# San Diego Riding Groups?



## Jessica Kay (Nov 26, 2009)

Does anyone know if there are any san diego riding groups? Preferablly beginner groups..


----------



## ragweed (Jan 2, 2009)

I can't give a personal recommendation but here's one list of cycling clubs in San Diego -- http://www.efgh.com/bike/clubs.htm. Also you might want to check out the treksdcentury yahoo group -- http://sports.groups.yahoo.com/group/treksdcentury/. They're a pretty big group of diverse riders and their rides start from different places in the city.


----------



## Kristatos (Jan 10, 2008)

The cyclo-vets have a group ride that starts in Mission Valley at the Coffee Bean and Tea Leaf (in the strip mall just west of Mission Center that also has the Gordon Biersch). That ride when I did it in the past always started pretty mellow and split into 3 groups varying by distance and intensity. They were also cool with non-club members jumping in the ride. 

San Diego Bicycle Club also has a group ride that I believe still starts at Costa Verde shopping center across from UTC. I haven't done that ride in years so I am not sure what the vibe is like. 

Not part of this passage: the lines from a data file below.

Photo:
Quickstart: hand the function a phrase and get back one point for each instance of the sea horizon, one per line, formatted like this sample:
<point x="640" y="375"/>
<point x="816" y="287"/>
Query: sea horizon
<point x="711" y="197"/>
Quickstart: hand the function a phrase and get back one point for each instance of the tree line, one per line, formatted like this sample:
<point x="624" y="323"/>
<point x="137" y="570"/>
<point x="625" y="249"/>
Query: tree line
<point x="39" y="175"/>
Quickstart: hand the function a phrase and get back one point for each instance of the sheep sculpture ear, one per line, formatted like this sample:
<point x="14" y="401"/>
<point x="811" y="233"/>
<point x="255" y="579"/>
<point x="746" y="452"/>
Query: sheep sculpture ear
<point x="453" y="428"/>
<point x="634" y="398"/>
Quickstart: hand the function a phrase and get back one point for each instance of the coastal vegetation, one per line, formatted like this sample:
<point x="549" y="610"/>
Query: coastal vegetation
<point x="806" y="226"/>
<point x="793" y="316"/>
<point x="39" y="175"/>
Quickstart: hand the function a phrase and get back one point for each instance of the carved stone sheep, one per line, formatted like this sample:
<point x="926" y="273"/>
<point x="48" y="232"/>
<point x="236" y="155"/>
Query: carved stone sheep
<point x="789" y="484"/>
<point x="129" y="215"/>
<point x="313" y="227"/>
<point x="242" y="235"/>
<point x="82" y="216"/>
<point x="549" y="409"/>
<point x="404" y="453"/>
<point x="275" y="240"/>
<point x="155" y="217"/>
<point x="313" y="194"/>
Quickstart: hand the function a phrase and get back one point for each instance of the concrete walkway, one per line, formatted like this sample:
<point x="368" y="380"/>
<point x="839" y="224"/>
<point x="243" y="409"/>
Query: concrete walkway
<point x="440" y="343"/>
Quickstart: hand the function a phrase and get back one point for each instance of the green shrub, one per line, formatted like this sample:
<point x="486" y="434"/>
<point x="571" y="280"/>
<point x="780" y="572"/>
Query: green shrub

There are a couple other group rides like the Chili's ride in Mission Valley and the Swami's ride in North County that are pretty fast and not newbie friendly, so I'd avoid those if you're looking for more mellow/beginner friendly groups.


----------



## Guest (Nov 30, 2009)

I don't live out there anymore but there used to be a lot, as many on the weekends as I've seen anywhere.


----------



## Fltplan (Feb 27, 2009)

North County Cycle Club is based out of San Marcos and has a couple different rides with slower and faster groups within. I have ridden with a few groups in sd and find NCCC to be the most pleasant for beginners. Steve


----------



## ragweed (Jan 2, 2009)

Surfing the web while in a teleconference and found this site -- http://www.meetup.com/sandiegocyclists/. I'll have to check them out sometime.


----------



## Fltplan (Feb 27, 2009)

http://www.efgh.com/bike/clubs.htm


----------